Chelsea was raised to see her life as a forward trajectory, from point A to point B, with A as birth, and B as the alter. Her mom reading to her aloud from bridal magazines could not have been enough to instill this thought-somehow her mind has arranged things to appear ordered from one narrow hallway walk to another. Odd, especially since the bungalow has no hallways, and her bedroom had been a perfect box. But the mind does what it wants, and there was the porch, a narrow strip in itself and built of narrow, skinny floorboards, ideal for practicing the one slow foot in front of the other wedding walk dance in the fragrant, dewy mornings and the muggy afternoons that made up little Chelsea's days.

-What are you doing? Luther would ask, coming up the front steps after work.

-Shhh, don't talk, Chelsea would say, you'll make the music stop.

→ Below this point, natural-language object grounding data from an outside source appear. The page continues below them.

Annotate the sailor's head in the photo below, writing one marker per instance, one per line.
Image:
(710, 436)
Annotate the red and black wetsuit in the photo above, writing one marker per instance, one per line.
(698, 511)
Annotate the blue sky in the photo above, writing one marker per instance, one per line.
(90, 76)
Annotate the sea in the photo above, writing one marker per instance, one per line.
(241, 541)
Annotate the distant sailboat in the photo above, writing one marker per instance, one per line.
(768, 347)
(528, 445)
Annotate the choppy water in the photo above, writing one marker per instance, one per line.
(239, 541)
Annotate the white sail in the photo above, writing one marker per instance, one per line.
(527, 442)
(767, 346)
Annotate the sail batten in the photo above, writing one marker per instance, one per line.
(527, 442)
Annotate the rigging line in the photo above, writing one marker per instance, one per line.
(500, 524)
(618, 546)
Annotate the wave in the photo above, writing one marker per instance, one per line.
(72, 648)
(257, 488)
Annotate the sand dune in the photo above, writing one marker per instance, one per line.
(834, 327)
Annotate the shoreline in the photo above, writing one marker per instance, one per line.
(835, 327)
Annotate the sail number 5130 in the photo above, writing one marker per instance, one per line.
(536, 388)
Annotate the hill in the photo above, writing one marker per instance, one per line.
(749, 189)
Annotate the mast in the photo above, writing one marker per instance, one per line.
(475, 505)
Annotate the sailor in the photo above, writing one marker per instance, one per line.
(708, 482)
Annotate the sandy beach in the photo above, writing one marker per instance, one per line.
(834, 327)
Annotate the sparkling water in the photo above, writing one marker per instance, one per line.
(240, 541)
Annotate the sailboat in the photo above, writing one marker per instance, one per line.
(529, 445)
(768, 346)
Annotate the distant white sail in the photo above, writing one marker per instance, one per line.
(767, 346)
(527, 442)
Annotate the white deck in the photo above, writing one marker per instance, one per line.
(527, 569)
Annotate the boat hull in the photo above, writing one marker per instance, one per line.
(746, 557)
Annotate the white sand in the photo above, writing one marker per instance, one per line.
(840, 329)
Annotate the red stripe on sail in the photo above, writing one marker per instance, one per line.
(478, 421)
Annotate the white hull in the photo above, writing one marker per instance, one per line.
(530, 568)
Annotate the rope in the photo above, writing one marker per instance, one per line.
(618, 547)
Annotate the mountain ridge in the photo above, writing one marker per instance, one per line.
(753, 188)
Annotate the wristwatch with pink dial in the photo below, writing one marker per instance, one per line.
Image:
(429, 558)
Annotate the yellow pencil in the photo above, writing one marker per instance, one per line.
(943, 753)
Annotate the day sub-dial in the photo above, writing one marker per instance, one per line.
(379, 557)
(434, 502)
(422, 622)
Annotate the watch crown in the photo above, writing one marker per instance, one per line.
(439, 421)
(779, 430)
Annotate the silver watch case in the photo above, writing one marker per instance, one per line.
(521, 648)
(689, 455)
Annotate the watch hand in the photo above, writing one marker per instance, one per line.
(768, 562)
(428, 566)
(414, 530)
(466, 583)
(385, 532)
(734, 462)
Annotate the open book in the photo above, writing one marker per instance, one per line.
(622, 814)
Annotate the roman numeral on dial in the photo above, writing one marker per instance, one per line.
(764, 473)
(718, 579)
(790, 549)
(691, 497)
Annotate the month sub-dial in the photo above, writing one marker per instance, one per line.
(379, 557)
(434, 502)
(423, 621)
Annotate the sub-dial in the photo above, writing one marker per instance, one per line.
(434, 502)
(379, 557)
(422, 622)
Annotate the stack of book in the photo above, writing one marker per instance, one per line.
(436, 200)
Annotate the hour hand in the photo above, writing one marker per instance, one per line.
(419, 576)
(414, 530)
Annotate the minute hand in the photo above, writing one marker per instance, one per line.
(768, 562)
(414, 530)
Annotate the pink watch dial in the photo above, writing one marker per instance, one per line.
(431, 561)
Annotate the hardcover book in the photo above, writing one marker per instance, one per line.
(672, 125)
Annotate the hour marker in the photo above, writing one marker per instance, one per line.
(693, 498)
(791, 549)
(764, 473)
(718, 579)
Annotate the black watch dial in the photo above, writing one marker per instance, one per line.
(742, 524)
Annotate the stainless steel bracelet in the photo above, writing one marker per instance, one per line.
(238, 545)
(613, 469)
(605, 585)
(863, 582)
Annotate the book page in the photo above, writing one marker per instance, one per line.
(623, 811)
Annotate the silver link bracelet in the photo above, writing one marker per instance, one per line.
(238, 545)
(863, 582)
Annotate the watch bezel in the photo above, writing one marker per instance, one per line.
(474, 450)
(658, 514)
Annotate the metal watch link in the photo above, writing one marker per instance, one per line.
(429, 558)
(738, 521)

And Luther would shake his head and open the screen door, sometimes looking back once more after he had flicked open a beer and removed his boots. He might have said something to his small daughter, might have encouraged her to ride with him to do errands or go toss a soft ball around in the flower park, but the extreme concentration on his daughter's face always made him turn around. Too much, he thought; too out there.

Six months ago Chelsea called her mother on a Saturday afternoon, during the hour following her weekly hair setting, when she could be relied upon to be sitting in her porch swing.

-Mom, I have something to tell you. Marybell's magazine had slid from her fingers to the chair, and she had tightened her grip on the phone.

-When, Chelsea?

-You aren't going to let me say it?

-Oh say, say it.

-Teddy and I have decided to get married. This summer, we're thinking.

-In Charleston?

-Yes of course.

A small silence had elapsed then, as both women smiled, the spirit of their common dream awakened.

Two months later, on a beautiful March Saturday, Marybell contorted her face.

-I don't know what's gotten into her, Jeanette; it's like she's forgotten who she is.

-When's the wedding, Marybell? I'm sure she's just nervous. Everybody gets nerves before their wedding.

Marybell sat in her usual swivel chair at Twist n' Curl beauty sighing broadly in the mirror. She hadn't spoken to Chelsea in three days, and their last conversation had been strained. She bit a coral pink nail.